3D Secure
3-D Secure (3DS) is a protocol designed to be an additional security layer for online transactions. During the checkout process, customers are required to complete an extra authentication step to verify the cardholder's identity, which reduces fraud and meets regulatory requirements.
How it works
3DS allows the merchant to challenge its customers by asking them to perform an action that only cardholders are able to complete. Based on different mechanisms, the challenge can have different formats:
- Fingerprint - The cardholder goes through a frictionless flow where Revolut sends information about the device being used. This might be enough for the issuing bank to approve the payment.
- One-time password (OTP) - The cardholder is asked to provide a one-time password sent to their phone, which is registered with their bank account. This is the usual format of the challenge.
- Bank application verification - The cardholder is asked to verify the transaction using their card bank application. This is a more modern and common format.
Benefits
Payments that are successfully authenticated using 3DS are covered by a liability shift, which means that the liability of the payment in case of fraud is with the issuing bank and not with you as a merchant.
In case of a chargeback for a payment where 3DS was used, by default the cardholder's bank is responsible and liable to refund this amount to the cardholder.
As a merchant, using 3DS for payment authentication does not mean that you are immune to any disputed payments.
Implementation with Revolut SDK
When a customer initiates a card payment, Revolut performs a 3D Secure (3DS) challenge if it's required.
On the client side, you don't need to implement additional changes to allow these challenges. The Revolut Merchant Web SDK takes care of every stage:
- Sends all the relevant information to the 3DS server.

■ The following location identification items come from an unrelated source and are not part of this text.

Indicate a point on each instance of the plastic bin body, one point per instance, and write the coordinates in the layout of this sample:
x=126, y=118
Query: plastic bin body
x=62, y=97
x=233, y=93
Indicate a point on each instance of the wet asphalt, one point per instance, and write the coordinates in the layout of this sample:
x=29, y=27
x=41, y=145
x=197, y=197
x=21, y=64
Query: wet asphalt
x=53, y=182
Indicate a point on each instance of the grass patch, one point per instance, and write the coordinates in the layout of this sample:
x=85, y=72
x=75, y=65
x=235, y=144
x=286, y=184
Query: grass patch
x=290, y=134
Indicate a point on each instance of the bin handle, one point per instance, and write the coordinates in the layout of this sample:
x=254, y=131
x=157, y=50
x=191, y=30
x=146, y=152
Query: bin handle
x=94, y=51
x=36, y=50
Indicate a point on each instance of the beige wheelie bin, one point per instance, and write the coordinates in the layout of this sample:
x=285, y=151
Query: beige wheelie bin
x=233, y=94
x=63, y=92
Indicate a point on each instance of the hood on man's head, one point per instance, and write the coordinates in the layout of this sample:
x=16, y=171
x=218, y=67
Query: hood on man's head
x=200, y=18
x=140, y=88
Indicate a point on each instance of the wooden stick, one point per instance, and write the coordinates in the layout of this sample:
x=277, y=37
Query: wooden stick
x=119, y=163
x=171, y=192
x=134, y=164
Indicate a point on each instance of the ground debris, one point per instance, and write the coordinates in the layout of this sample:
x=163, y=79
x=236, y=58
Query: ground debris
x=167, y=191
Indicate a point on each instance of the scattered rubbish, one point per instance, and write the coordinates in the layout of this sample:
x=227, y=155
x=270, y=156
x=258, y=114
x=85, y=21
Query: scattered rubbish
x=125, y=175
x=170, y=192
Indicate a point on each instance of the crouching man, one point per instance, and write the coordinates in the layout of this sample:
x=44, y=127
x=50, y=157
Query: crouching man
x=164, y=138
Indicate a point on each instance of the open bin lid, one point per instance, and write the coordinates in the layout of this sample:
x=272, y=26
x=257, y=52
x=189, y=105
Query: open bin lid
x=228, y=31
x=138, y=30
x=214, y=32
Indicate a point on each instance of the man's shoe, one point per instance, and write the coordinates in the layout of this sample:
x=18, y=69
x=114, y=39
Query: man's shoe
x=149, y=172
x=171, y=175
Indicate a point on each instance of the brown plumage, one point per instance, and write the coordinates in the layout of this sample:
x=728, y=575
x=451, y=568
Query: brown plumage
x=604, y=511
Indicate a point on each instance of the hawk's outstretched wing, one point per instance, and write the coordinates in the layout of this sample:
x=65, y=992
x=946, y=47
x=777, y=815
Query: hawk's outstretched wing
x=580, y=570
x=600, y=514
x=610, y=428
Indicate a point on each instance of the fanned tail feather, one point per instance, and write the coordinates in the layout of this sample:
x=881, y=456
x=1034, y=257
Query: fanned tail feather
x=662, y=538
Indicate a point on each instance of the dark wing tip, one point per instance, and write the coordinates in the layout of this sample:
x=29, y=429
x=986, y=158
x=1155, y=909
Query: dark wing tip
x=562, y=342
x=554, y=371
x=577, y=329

- Handles the frictionless flow when possible.
- Renders the Access Control Server (ACS) URL in case a full challenge is requested.
- Handles the response from the 3DS server to complete the challenge and have an authenticated transaction.
PSD2 and Strong Customer Authentication
The Payments Services Directive (PSD2) regulations stipulate that merchants must be compliant with the Strong Customer Authentication (SCA) procedures from 1st January 2021. The Financial Conduct Authority FCA has extended the deadline for the UK to 14th September 2021.
To ensure your safety as a merchant and to protect cardholders from having their stolen cards being used without their knowledge, Revolut performs a 3DS challenge when needed when a card payment is being made. This also ensures that you don't have to worry about being compliant with PSD2, Revolut takes care of it for you.